An Interview with Abdulaziz Al-Qahtani

An Interview with Abdulaziz Al-Qahtani January 19, 2011

Last week, we profiled Abdulaziz Al-Qahtani’s “An Intimate Geography” exhibit at the Lahd Gallery. This week, we sat down for an interview with the artist himself.

Sara for MMW: I noticed that you never explicitly mention Islam in your work. Was this intentional?

An image from Al-Qahtani's exhibit at the Lahd Gallery.

Abdulaziz Al-Qahtani: I wanted to move away from Islam, because I do not like to classify based on religion. I do this because I feel as though everyone is spiritual, and that is the best way to be in touch with your inner self. I also wanted to steer clear of stereotypes.

MMW: While the hijab was not a focus of your work, it was still featured. What was it meant to symbolize, or what was its role?

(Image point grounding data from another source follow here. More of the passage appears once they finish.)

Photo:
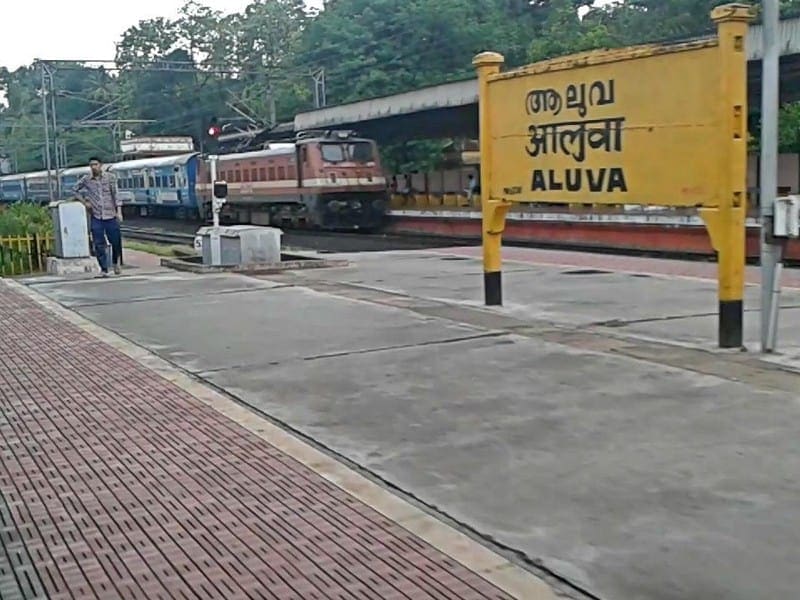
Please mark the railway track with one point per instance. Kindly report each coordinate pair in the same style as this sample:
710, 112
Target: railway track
182, 234
319, 241
158, 236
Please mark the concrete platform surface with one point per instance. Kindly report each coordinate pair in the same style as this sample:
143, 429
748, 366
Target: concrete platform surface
589, 424
118, 482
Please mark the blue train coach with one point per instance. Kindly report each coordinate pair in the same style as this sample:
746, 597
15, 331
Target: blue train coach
159, 187
12, 188
69, 179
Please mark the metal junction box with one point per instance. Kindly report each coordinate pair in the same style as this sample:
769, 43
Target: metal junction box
71, 229
786, 218
241, 245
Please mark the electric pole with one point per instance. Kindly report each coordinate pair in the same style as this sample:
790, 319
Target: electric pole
770, 250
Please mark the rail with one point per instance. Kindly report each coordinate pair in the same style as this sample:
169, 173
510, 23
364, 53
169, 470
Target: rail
24, 254
160, 237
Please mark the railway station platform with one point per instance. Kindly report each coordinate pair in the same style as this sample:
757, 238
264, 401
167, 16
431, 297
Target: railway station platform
588, 433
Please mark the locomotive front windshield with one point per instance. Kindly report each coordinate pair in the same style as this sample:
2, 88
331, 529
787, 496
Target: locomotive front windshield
359, 152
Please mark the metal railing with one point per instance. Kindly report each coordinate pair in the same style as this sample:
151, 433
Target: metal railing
24, 254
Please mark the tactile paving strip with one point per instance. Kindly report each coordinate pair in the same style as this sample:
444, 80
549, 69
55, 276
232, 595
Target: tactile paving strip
117, 483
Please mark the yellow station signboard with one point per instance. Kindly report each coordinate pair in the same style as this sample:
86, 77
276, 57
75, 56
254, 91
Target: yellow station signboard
638, 126
656, 125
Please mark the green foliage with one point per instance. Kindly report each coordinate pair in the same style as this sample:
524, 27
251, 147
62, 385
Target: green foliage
24, 219
177, 74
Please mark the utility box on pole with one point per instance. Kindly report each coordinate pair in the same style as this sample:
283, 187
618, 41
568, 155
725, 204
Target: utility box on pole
70, 230
786, 218
71, 237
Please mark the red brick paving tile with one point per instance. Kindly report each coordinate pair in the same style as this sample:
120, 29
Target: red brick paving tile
629, 264
127, 482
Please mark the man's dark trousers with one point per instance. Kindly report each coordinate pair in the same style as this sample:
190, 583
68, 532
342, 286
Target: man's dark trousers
102, 229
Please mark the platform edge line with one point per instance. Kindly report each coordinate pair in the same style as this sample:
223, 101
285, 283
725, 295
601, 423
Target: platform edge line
482, 560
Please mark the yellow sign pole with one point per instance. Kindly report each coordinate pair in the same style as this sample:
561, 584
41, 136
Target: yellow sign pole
493, 211
726, 224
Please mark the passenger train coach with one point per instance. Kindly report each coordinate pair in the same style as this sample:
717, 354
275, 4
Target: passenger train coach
324, 180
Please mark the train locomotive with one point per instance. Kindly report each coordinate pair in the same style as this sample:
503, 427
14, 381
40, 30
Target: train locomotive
330, 180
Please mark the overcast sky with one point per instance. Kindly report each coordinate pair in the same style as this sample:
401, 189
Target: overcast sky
80, 29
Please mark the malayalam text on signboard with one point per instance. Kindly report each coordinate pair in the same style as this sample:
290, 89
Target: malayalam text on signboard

AQ: I showed a hint of everything—religion, belief, culture. Hijab is just a part of what many people wear.  I am not really concerned with the political issues around hijab, I just used it in a playful way. The hijab was supposed to represent being Arabian or Middle Eastern.

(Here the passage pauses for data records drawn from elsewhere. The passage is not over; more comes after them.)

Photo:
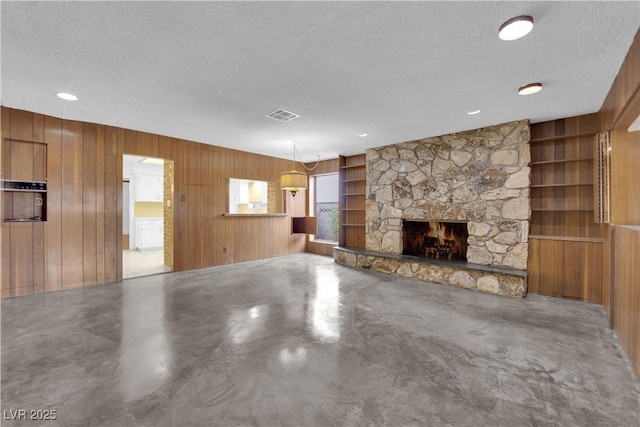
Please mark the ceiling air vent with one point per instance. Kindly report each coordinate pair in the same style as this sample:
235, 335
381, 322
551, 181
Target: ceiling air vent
282, 115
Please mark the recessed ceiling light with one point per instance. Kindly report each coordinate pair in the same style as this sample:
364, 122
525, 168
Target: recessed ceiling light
67, 96
515, 28
152, 161
530, 89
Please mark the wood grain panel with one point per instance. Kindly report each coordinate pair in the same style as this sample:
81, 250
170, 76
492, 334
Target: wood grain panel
100, 214
569, 269
625, 176
6, 261
72, 174
533, 267
39, 267
624, 88
111, 183
89, 204
53, 140
21, 127
21, 250
626, 299
83, 235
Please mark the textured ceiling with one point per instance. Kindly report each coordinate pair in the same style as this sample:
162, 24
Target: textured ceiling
211, 71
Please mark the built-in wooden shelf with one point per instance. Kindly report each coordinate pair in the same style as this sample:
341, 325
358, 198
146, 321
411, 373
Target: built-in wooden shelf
562, 210
253, 215
563, 137
352, 180
551, 162
577, 184
566, 238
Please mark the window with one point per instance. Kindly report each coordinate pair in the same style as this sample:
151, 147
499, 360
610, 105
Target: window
323, 196
248, 196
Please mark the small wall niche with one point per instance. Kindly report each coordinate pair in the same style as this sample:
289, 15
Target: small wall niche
24, 183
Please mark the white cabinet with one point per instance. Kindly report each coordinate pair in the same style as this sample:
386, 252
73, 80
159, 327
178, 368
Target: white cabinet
149, 188
149, 233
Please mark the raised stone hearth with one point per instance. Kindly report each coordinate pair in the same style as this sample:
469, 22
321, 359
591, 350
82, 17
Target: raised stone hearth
496, 280
480, 177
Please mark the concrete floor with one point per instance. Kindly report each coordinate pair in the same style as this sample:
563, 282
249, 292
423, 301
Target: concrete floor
299, 340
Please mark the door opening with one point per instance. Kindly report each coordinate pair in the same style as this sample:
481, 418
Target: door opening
147, 216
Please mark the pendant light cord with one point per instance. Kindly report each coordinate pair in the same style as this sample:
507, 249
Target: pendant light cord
301, 162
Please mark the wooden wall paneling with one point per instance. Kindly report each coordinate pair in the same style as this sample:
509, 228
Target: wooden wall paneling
559, 265
165, 147
144, 144
21, 251
39, 266
229, 241
53, 140
533, 266
5, 247
21, 160
21, 127
193, 164
119, 175
625, 176
193, 242
547, 267
573, 270
89, 204
214, 167
624, 87
6, 261
38, 128
84, 164
626, 297
593, 257
111, 183
245, 238
206, 248
130, 142
607, 270
72, 173
100, 217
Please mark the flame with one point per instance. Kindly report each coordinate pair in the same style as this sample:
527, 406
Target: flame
438, 230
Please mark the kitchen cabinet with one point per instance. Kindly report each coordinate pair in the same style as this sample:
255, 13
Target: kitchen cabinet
149, 188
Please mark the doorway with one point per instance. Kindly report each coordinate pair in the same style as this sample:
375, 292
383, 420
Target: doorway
147, 216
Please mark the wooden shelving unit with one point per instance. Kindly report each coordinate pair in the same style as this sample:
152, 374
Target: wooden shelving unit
352, 207
562, 193
565, 242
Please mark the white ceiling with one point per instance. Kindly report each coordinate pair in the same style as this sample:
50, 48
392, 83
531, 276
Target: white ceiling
211, 71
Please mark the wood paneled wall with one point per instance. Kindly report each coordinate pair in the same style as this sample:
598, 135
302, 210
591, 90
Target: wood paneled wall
626, 295
621, 108
623, 94
81, 241
565, 244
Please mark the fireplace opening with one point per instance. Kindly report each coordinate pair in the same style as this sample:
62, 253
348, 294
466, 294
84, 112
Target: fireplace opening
435, 239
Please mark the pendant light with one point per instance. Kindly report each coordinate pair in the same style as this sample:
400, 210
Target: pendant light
294, 180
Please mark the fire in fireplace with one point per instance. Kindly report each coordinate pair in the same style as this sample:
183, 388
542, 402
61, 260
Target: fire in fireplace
435, 239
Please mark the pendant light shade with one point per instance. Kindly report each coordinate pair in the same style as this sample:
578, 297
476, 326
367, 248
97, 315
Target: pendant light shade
293, 181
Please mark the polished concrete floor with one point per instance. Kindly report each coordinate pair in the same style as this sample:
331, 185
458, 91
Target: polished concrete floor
302, 341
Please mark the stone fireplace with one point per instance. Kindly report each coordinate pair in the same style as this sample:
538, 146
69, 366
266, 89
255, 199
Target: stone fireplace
480, 178
435, 239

MMW: What was the central message to this particular exhibition?

AQ: I wanted to critique the double standard that exists. People are expected to follow cultural rules and guidelines like sheep, yet they believe that they are open-minded because they wear ‘cool clothing’. Some believe that things such as drinking or wearing different clothing makes you “progressive” but I disagree with this.

MMW: One criticism I had of the exhibition was that you state that this is meant to represent the Middle East, but I felt as though it might be more representative of the Gulf (your own background). What is your response to that?

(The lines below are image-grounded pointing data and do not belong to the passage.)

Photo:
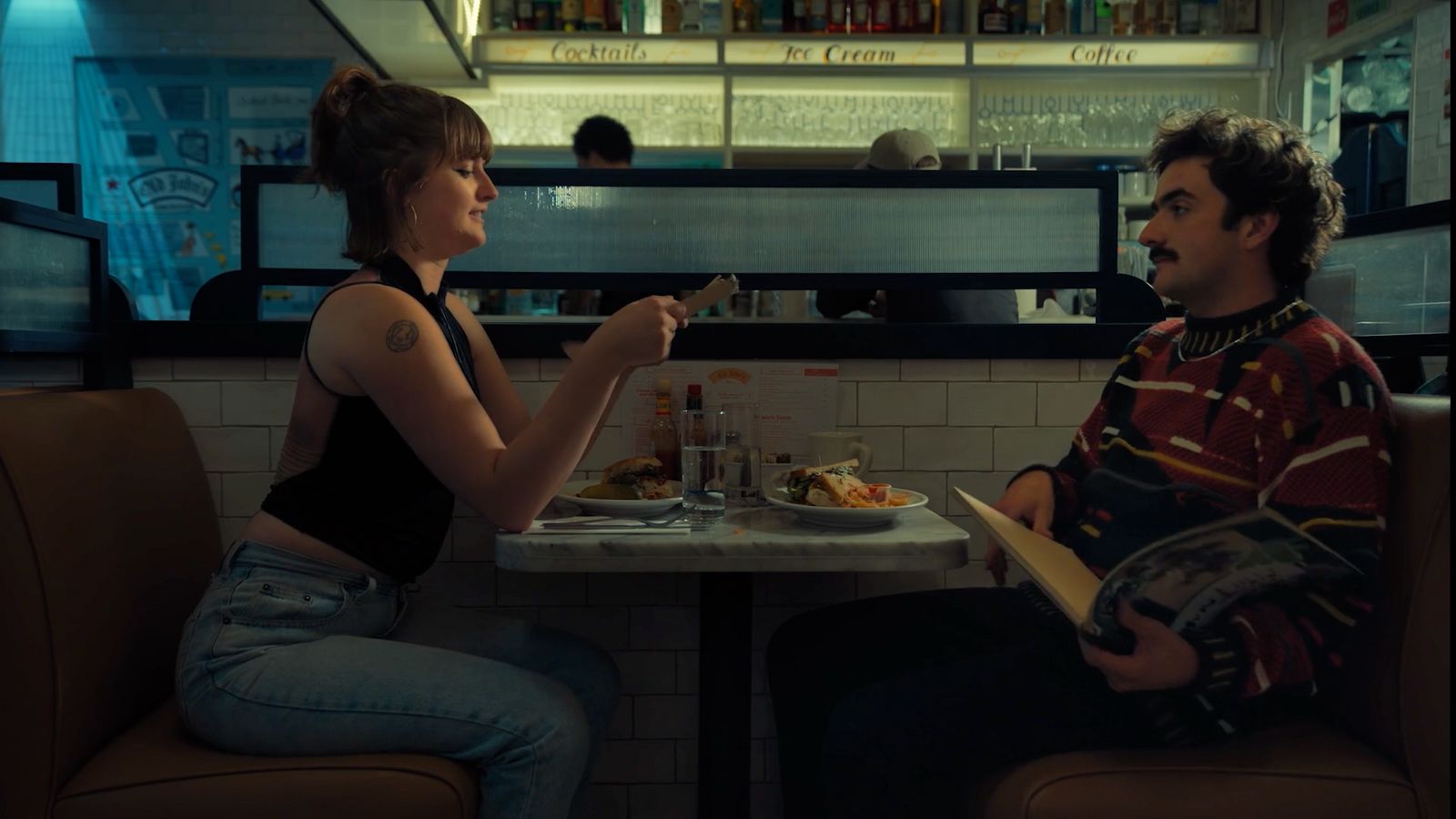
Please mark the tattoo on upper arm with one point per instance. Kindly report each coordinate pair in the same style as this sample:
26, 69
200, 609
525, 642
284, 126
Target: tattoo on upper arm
402, 336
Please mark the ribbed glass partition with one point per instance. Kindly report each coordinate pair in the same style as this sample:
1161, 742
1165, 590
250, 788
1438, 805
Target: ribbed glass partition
733, 229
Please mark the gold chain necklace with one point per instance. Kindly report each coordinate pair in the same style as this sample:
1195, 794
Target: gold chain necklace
1245, 337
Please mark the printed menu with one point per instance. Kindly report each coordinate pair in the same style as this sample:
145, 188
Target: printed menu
794, 398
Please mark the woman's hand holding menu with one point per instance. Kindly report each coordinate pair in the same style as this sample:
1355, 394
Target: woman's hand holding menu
1031, 500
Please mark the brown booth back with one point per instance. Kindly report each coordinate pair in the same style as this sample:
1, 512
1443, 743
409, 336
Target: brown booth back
1400, 694
89, 622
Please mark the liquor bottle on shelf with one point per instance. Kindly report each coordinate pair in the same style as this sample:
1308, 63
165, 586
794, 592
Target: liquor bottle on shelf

AQ: I was critiquing gender roles in general. While there might be a Gulf based theme, I feel as though many of the ideas can be applied to the entire Middle East, such as arranged marriages, or gender roles and responsibilities within a marriage.

MMW: What was your motivation for this particular exhibition?

AQ: Throughout the years, I’ve seen so much. Many of the double standards or taboos are seen, but not spoken about in a formal way. Usually spoken about in whispers, and so I was trying to show the human side of the Middle East, through a visual critique.

MMW: So, the divide between public and private played a large role in your work?

AQ: Yes, I wanted to bring such things out in the open, because they should be discussed.

MMW: So from what you are saying, you seemed to have a particular aim for visitors from Middle Eastern backgrounds. What was your intended impact on non-Middle Eastern visitors?

AQ: I wanted to address an issue. Terrorists are the minority, and there are other people in the Middle East. People are still human, and still impacted by pop culture—and many of the same struggles and cultural experiences.

MMW: Earlier, we spoke a bit about double standards. Could you elaborate on some of these double standards in relation to Islam?

AQ: I am critical of how people allow traditions to change and manipulate religion. Some can make religion appear to be harsh because they read what they want from their respective holy books, and do not look at the entire picture. When religion is manipulated according to tradition, that is when I think many misunderstandings occur, and abuse of religious texts for personal gain. As I mentioned before, I do not like to delve into religion, because I think it is far more important to be spiritual within yourself, rather than focusing on classifying oneself within a particular religion.

MMW: What is the future direction of your work?

AQ: In the future, I will be doing a more photographic series, featuring film and illustrations. I have a controversial perspective that I use to make my argument, and this will be central to my future work.